Vers une suppression des vols intérieurs ?

Mardi, 4 Juin 2019

Des députés français ont déposé un amendement à la Loi d’orientation des mobilités (LOM) visant à interdire certains vols intérieurs, jugés trop polluants, pour les destinations desservies par une liaison ferroviaire. L'occasion de réfléchir sur nos pratiques de mobilité.

La question des transports est un enjeu d’égalité, comme l’a rappelé le mouvement des Gilets Jaunes : tout le monde a besoin de se déplacer, pour aller au travail, accéder aux services publics, à l’hôpital, à l'école, etc. C’est aussi un enjeu écologique et sanitaire majeur alors que la pollution de l’air, causée notamment par le transport routier, entraine 67 000 décès prématurés par an.

En France, l'Assemblée nationale s'attaque, le lundi 3 juin, au projet de loi d'orientation des mobilités. Certains pointent du doigt un projet de loi tourné vers des transports polluants et inégalitaires et qui donne la priorité à la route et à l’autoroute plutôt qu’au train, avec des grands projets, jugés désastreux au niveau environnemental, comme la ligne Lyon-Turin et les contournements routiers.

Plusieurs députés proposent dans un amendement d'interdire des vols courts pour favoriser le train, bien moins polluant. Cela concerne 72 liaisons aériennes, qui peuvent être remplacés par des trajets en train de moins de cinq heures (avec maximum 2h30 de temps de trajet en plus qu'en avion). Des vols comme Paris-Bordeaux, Lyon-Rennes ou encore Marseille-Toulouse pourraient ainsi être supprimés.

Le bilan carbone de ces vols est pointé du doigt: pour un Paris-Marseille, un trajet en avion produit 92,5 kg de CO2 par passager, contre 2 kg en train.

Au niveau européen, le transport aérien n’est responsable que d’environ 3 % des émissions totales de gaz à effet de serre. Mais sa contribution devrait exploser dans les prochaines années. Les prévisions de trafic tablent sur un doublement d’ici à 2037, pour atteindre 8,2 milliards de passagers dans le monde. En France, le trafic a augmenté de 5 % en 2017. Surtout, il est le mode de transport le plus polluant, si on le compare par personne et kilomètre parcouru : deux fois plus que la voiture, et jusqu’à 40 fois plus que le train, selon les calculs de l’Agence de l’environnement et de la maîtrise de l’énergie.

Cette proposition fait écho au « Flygskam », la honte de prendre l’avion, qui touche de plus en plus de Suédois et les incite à l’abandonner au profit du train, ainsi qu'aux débats sur la taxation du kérosène en Europe.

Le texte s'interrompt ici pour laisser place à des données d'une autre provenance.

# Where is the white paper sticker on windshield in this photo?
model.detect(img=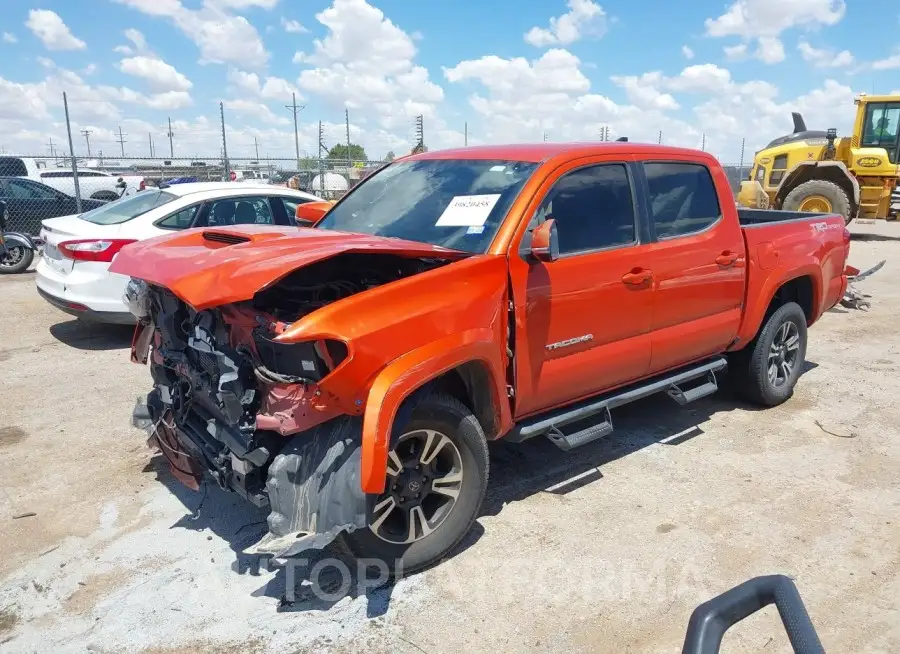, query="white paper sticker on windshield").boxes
[435,193,500,227]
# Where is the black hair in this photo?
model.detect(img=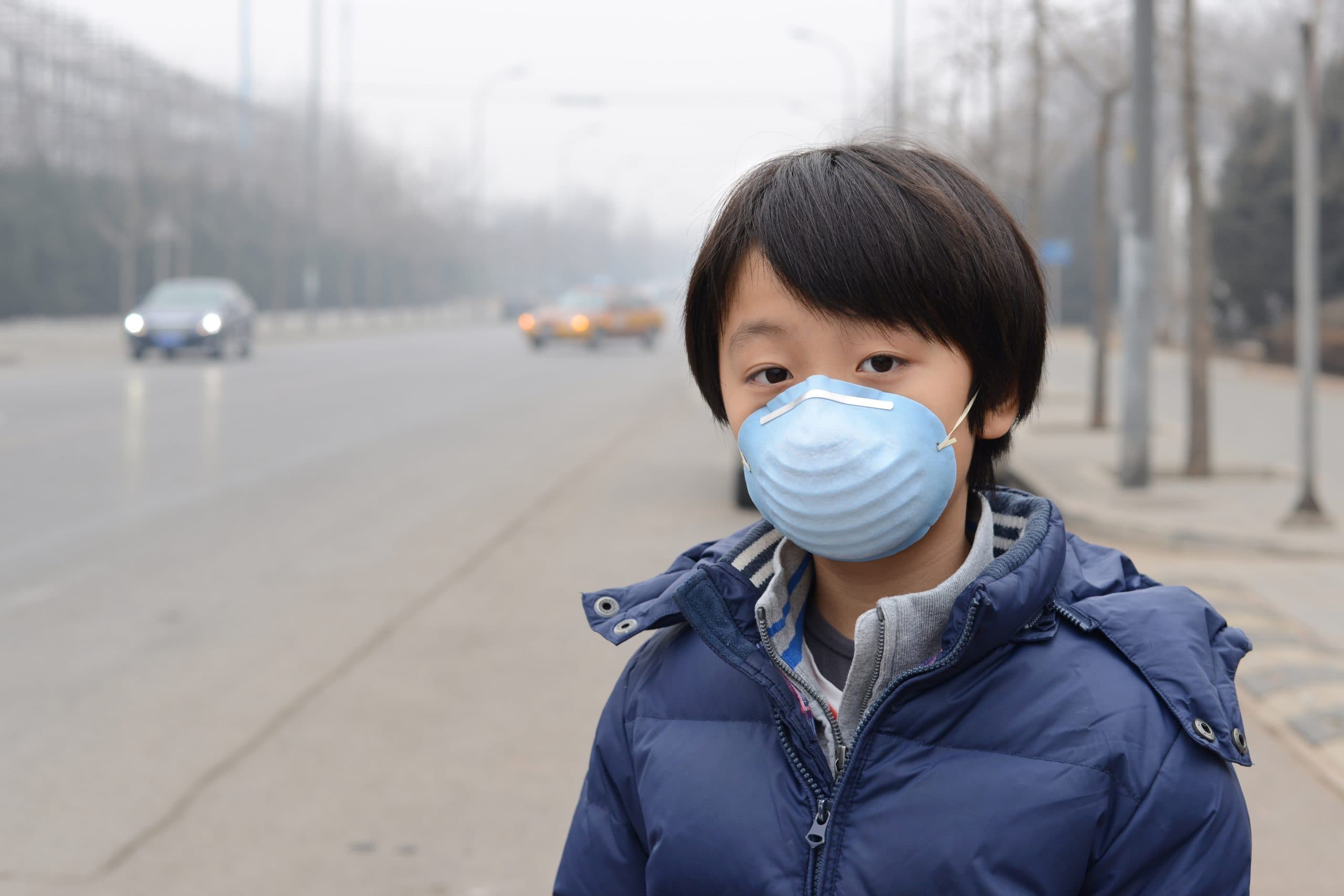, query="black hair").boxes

Cependant, cette proposition implique le développement d'une offre ferroviaire plus attractive et plus accessible. La suppression progressive des trains de nuit par la SNCF, de même que celle de liaisons secondaires et la fermeture de nombreuses gares, semble pourtant aller dans un sens totalement opposé, et faire la part belle au bus longue distance et à l'avion au détriment du train. Pour financer des offres alternatives attractives, notamment en train, le Réseau Action Climat propose par exemple l’instauration d’une « contribution climat » sur les billets d’avions. Elle varierait de 20 à 40 euros pour un vol national et de 50 à 100 euros pour un vol international, en fonction de la classe.

Cette mesure pourrait cependant avoir des conséquences économiques importantes pour le secteur de l'aviation, ainsi que pour les aéroports qui survivent principalement grâce à ces vols. Le gouvernement français s'est dit opposé à cette proposition.